An AntiBabe performance included elaborate handmade outfits, erotically charged dance, sideshow stunts and a “fetish menu” of S&M experiences on offer (for an appropriate tip). Today, undead-hooker-wear is sold in every Hot Topic, and Orlando has a handful of fetish and striptease performers, but the AntiBabes were doing it back when it was still shocking to see on Orange Avenue. And despite the debauchery, every show featured an underlying empowerment ethos, a dose of playful humor and decency-preserving black nipple tape.

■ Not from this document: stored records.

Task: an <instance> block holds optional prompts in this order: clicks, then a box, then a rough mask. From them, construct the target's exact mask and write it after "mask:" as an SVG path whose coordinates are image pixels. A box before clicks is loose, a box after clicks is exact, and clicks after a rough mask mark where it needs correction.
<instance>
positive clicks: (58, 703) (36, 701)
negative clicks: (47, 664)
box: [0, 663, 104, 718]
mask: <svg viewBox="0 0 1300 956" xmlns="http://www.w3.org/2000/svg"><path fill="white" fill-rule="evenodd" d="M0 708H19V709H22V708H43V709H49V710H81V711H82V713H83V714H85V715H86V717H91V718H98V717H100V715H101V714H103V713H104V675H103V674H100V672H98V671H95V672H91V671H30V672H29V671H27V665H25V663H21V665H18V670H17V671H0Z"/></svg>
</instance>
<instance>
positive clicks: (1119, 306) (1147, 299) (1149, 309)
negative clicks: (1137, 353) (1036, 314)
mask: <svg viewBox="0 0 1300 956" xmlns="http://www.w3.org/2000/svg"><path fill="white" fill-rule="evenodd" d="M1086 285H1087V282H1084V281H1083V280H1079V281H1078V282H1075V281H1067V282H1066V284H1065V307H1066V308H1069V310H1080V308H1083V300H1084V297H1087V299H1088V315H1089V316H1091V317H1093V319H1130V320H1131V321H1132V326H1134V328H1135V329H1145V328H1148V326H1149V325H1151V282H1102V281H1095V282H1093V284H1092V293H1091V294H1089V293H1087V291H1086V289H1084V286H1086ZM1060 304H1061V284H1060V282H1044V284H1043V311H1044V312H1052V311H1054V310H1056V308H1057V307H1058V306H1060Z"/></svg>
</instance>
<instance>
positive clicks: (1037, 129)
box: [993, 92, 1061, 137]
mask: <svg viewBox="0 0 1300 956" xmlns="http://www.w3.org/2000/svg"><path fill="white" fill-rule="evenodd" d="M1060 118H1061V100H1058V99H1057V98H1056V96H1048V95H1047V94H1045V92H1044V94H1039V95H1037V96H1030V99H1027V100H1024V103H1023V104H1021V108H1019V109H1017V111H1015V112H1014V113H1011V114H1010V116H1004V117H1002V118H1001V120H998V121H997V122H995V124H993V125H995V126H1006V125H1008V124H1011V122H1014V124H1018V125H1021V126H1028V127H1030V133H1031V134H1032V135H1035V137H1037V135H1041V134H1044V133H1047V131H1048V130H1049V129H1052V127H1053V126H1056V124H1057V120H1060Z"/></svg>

I first met Jodi through theater director John DiDonna, who collaborated on her early performances, and she choreographed a production of Rocky Horror that I directed in 2004 (featuring OW writer Steve Schneider in a feather boa). While we didn’t always agree artistically, Thomas’ influence infused my cast with an attitude of uninhibited omnisexuality that was essential to that show’s success. After that production, I worked with AntiBabe to help direct scenes and design video projections for shows like “Shockers Revealed” (2006) and “An AntiBabe Life” (2007). I’ll always be a little too “milk and cookies” to really fit in with her crowd, but working with Jodi broadened my artistic pallet; she was even among the first to encourage me to write this column.
Fast forward to last Friday, when a crowd of AntiBabe’s followers filled Club 57 West. Mowhawked punks, ginormous metalheads and a grandmother or two were there to bid goodbye to the troupe. Jodi arrived an hour late in a black bustier and argyle knee-socks; within five minutes she was dancing on the bar. I was reunited for the night with long-lost friends who have pseudonyms like “Crispy” and “Drinking,” and watched a guy get hot wax poured on his bellybutton.
I must be getting old because I left before the party really got going. Likewise, Thomas is no longer the 21-year-old she was when she founded the group, which is part of why she’s hanging up the AntiBabe banner. But Thomas isn’t going away; you can read Jodi’s wry and riotous writing on her blog ConfessionsofaPartyGirl.com. And from now on, if I get the urge to see a drunk guy get beaten with a wooden paddle, I’ll just have to go join a fraternity.